Além da fonte de obtenção das células, diversos outros procedimentos realizados para sua extração e processamento em laboratório têm influência sobre as suas propriedades finais. Um dos procedimentos críticos, nesse sentido, é o método usado para isolar as células a partir dos tecidos. Os métodos mais usados podem ser classificados em duas categorias: cultura de explantes e digestão enzimática. Não existem, ainda, comparações sistemáticas dos dois tipos de procedimentos, mas alguns estudos já relatam algumas diferenças como, por exemplo, estudos indicando que o método de cultura de explantes permite a obtenção de populações menos heterogêneas, com maior taxa de proliferação e viabilidade celular quando comparado ao método de digestão enzimática. Além disso, o método de cultura de explantes permite a liberação de citocinas e fatores de crescimento no meio de cultura e menor tempo de proliferação, entre outros aspectos que podem ser vantajosos.
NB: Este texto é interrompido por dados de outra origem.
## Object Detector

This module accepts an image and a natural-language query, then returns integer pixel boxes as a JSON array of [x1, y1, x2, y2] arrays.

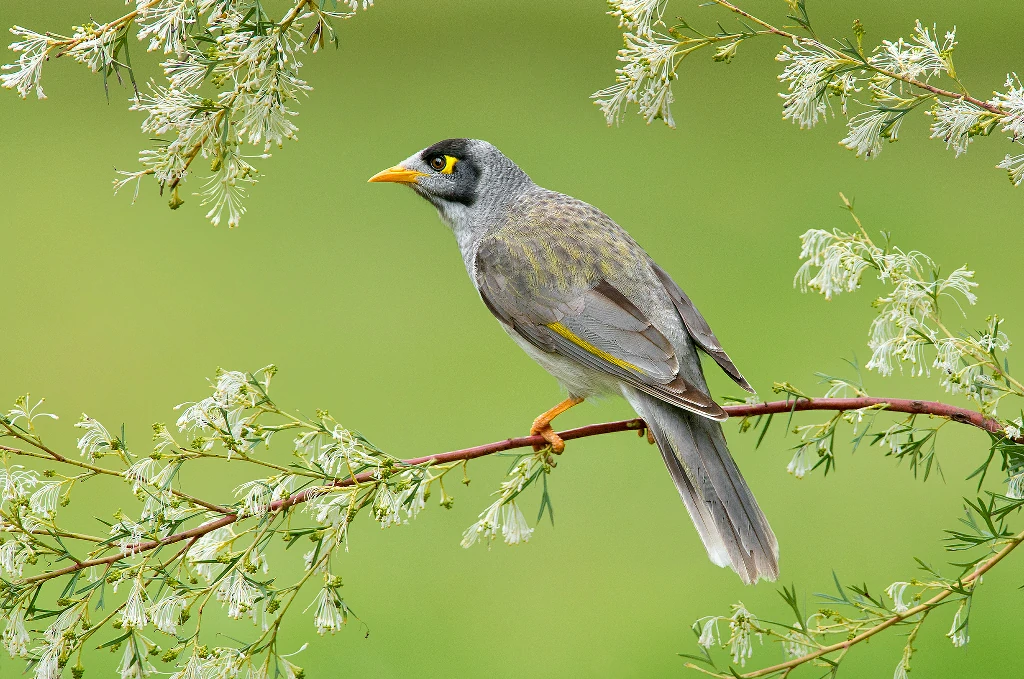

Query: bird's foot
[[529, 396, 583, 455], [529, 418, 565, 455]]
Já no caso do método de digestão enzimática, sabe-se que o resultado em termos de produção, eficiência e viabilidade celular depende da concentração da enzima usada para dissociação e, também que, uma vez que o seu uso leva à digestão da matriz extracelular, ocorre uma diminuição na eficiência do seu isolamento. Existem, por outro lado, indicações de que pode ser vantajoso combinar os dois métodos.
Outro aspecto crítico bastante estudado envolve a composição do meio de cultura em que as células-tronco mesenquimais são cultivadas, que influenciam bastante no crescimento dessas células e nas suas características morfológicas, tendo consequências sobre a sua capacidade de diferenciação, multiplicação, imunomodulação, e sobre os produtos que são por elas secretados, como as vesículas extracelulares, que têm despertado interesse por favorecer processos regenerativos.
O desenvolvimento de aplicações terapêuticas usando células-tronco mesenquimais depende de um amplo conhecimento desses e outros aspectos que determinam tanto a eficiência de produção, como a qualidade das células obtidas e as suas propriedades, de modo que o melhor protocolo possa ser desenvolvido para o desenvolvimento de aplicações terapêuticas seguras e eficazes.
Referências:
Mushahary D et al. Isolation, cultivation, and characterization of human mesenchymal stem cells. Cytometry Part A: Journal of Quantitative Cell Science. 2017.